View attachment 497660
View attachment 497661
View attachment 497662
Very creative.
 
For those of you who still want to build wooden models, Cleveland Model company still sells plans for wooden model kits of all kinds. I have one of their plans for a P61 Widow... Like that would be surprising. Anyway, they have plans for WWI, WW2, Civil aircraft, 1920's through 30's. Dozens of them and you can pick what scale you want. The plans are well drawn and strait forward.
Thanks for the info
 
Hey, Bill. Guillows is still around in nearby Wakefield, Mass. As a matter of fact they still produce something you might recognize...;)
Paul K. Guillow, Inc. - B-17G Flying Fortress
A new project perhaps? Be careful though, it's an absolute spaceburner!
Thanks for the info. Space is something we don't have much of so will pass on this one. However it would be a fun challenge. The model they show has my Bomb
group (303rd) markings.
 
Bill the problem with small engines is a physical Principle/Law, the Square-Cube Law. If you double the length of the model, then the wing area (length times width) increases by a factor of 4, but the weight and volume (length times width times height) will increase by a factor of 8 ... so doubling the size means halving the weight-to-lift ratio. For engines, the job of an engine is to convert heat into energy. Every BTU of heat that escapes to the combustion chamber walls only to be removed by the cooling system is a BTU of heat that the engine will never be able to convert into mechanical energy.
Doubling all the dimensions of a cylinder increases its volume by eightfold yet only quadruples its surface area so there is less surface area for the heat to escape to while the engine expands the hot gases in the cylinder.
In addition to large cylinders, the surface area of the piston crown and combustion chamber is further minimized by making the engine highly undersquare.
For this reason, great big industrial engines are inherently more efficient than tiny little engines.
So to jump ahead, this means that small scale engines "waste" heat energy. To run and produce sufficient power we turn to exotic fuels and highe RPMs. For example it is near impossible to get a throttled Cox .049 cubic inch model airplane engine to idle reliably below 5000 rpm even when burning fuel that's 30% nitromethane to keep the glow plug lit.
Scale effect is also why a model airplane engine can easily rev 20,000 rpm while a car engine can't. Why hummingbirds can flap their wings 70 times a second and a bald eagle can't. Why a St. Bernard pants in 50 degree weather and a Chihuahua shivers if the temperature drops below 75.

That being said:
In 1896, Samuel Langley flew a large model airplane for 90 seconds, powered by a steam engine of his own design.
Full-size, internal-combustion engines were in their infancy and miniature engines were hand-built curiosities. A.D. Stanger flew a model airplane in England using a V4 of his own design; the engine weighed 5 pounds, 6 ounces!

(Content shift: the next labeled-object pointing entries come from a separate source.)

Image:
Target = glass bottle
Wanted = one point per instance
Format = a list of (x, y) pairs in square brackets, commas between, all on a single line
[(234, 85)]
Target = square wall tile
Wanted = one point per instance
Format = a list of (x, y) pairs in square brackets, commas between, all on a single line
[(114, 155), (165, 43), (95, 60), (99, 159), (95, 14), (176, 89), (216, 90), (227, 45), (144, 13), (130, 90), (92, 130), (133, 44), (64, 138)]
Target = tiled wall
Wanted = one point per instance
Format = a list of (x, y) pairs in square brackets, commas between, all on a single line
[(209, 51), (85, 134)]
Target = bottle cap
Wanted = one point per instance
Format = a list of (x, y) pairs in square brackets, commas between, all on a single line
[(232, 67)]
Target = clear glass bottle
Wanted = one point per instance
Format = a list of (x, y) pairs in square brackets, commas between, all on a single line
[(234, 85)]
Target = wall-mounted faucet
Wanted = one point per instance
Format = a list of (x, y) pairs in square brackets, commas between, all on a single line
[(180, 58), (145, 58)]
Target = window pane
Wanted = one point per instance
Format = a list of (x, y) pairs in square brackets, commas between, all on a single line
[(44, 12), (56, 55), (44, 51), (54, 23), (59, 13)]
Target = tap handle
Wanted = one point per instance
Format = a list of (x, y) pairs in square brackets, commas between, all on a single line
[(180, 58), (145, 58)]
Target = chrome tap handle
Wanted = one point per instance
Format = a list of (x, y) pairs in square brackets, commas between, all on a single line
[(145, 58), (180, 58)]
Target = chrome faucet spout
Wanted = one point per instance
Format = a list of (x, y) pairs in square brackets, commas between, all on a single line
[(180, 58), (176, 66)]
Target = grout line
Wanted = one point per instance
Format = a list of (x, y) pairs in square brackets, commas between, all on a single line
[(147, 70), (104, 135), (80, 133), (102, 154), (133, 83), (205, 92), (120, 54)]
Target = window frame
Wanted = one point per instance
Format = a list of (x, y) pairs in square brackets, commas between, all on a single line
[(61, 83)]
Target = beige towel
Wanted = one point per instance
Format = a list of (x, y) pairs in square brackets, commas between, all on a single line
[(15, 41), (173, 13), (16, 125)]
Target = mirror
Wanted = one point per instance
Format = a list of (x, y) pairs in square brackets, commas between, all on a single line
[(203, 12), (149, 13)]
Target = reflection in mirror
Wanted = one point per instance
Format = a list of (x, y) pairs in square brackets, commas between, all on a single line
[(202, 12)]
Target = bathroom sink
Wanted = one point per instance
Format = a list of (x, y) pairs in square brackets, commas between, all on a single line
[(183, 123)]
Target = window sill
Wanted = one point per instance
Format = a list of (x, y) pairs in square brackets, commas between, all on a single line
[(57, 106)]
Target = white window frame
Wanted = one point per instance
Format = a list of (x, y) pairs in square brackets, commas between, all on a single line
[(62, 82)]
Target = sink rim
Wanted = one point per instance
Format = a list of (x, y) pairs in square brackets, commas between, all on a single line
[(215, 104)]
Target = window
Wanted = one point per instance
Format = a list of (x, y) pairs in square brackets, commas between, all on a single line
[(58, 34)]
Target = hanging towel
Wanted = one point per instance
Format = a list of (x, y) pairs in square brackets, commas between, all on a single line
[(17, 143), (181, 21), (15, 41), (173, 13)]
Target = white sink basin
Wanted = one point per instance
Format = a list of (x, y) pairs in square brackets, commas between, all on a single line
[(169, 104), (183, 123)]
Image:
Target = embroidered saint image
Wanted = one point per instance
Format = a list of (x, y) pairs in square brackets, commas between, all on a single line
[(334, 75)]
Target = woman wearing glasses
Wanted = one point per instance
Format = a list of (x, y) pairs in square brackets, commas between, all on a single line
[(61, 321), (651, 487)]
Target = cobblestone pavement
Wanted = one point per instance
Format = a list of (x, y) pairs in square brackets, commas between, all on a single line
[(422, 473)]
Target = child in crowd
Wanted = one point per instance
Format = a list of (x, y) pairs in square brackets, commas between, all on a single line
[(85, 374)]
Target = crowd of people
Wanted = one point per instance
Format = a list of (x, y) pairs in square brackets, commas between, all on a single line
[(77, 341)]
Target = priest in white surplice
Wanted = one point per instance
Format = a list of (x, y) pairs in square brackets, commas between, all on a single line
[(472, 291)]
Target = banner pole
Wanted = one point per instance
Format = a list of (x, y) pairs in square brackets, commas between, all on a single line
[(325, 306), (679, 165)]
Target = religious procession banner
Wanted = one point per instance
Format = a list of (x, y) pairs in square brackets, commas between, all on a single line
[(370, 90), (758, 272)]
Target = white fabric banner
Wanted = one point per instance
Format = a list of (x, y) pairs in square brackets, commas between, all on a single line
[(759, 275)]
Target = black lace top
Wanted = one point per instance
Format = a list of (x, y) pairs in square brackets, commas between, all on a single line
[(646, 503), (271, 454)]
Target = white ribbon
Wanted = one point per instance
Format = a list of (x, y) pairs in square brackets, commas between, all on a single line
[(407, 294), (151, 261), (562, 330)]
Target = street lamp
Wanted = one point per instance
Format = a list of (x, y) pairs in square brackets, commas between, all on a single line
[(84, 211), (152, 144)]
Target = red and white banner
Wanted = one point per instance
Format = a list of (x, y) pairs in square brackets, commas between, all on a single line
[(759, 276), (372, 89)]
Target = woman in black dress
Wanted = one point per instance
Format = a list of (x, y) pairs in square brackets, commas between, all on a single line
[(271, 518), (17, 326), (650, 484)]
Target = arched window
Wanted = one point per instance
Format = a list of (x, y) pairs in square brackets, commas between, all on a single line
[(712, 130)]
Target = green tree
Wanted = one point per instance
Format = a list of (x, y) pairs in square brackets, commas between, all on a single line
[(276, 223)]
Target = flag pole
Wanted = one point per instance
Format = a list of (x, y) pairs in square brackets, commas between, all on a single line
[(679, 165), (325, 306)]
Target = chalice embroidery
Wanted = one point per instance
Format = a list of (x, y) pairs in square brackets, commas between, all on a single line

In 1911, the Baby engine appeared in the US. A large engine with a 2.67 cu. in. displacement (cid), it weighed 3¾ pounds with its 18-inch-diameter, 13-inch-pitch aluminum propeller and gas tank. It was advertised at ½ hp, swinging that huge propeller at 2,300 rpm.
The Baby was available in inline two-, three-, and four-cylinder configurations. The Baby used a bronze, bushed, split-aluminum crankcase, a cast-iron cylinder bolted to the lower case, a three-ringed aluminum piston, a carburetor with a float, and side-port, piston-timed induction.
This was typical of smaller internal-combustion engines of the day. There were no glow plugs in 1911. The Baby used a spark ignition system with a 5/8-inch Rajah spark plug, a set of engine-mounted breaker points that were adjustable for advancing/retarding the timing, and a coil, condenser, and battery mounted in the airplane. The fuel was a mixture of gasoline and heavy motor oil.
Weiss Mfg. Co. produced the Baby through 1929. Other large engines such as the Knight and Gil Aero Midget were designed. The Gil was smaller, 1.18 cid, 0.4 hp at 2,500 rpm (information from an advertisement), and weighed 16 ounces. It had a two-piece aluminum crankcase with a removable front end, similar to some of today's engines.

In 1931, Weiss designed a much smaller .331 cid engine. Weiss sold only engine plans to the .331; Louis Loutrel sold the assembled engines as well as kits containing the plans and castings. Loutrel eventually took over the Weiss engine, redesigned it to eliminate the rear timer, upped the displacement from .331 to .517 cid, and sold them under his name.
It was a good engine, but the cast-iron cylinder and piston weighed 16 ounces. In 1936, Loutrel sold the design to G.H.Q. and the quality decreased. G.H.Q.s were sold from 1936 until roughly 1948 in preassembled or ready-to-assemble kits. They were widely advertised in model airplane magazines, and handyman magazines such as Popular Mechanics, but few modelers ever had any success with them.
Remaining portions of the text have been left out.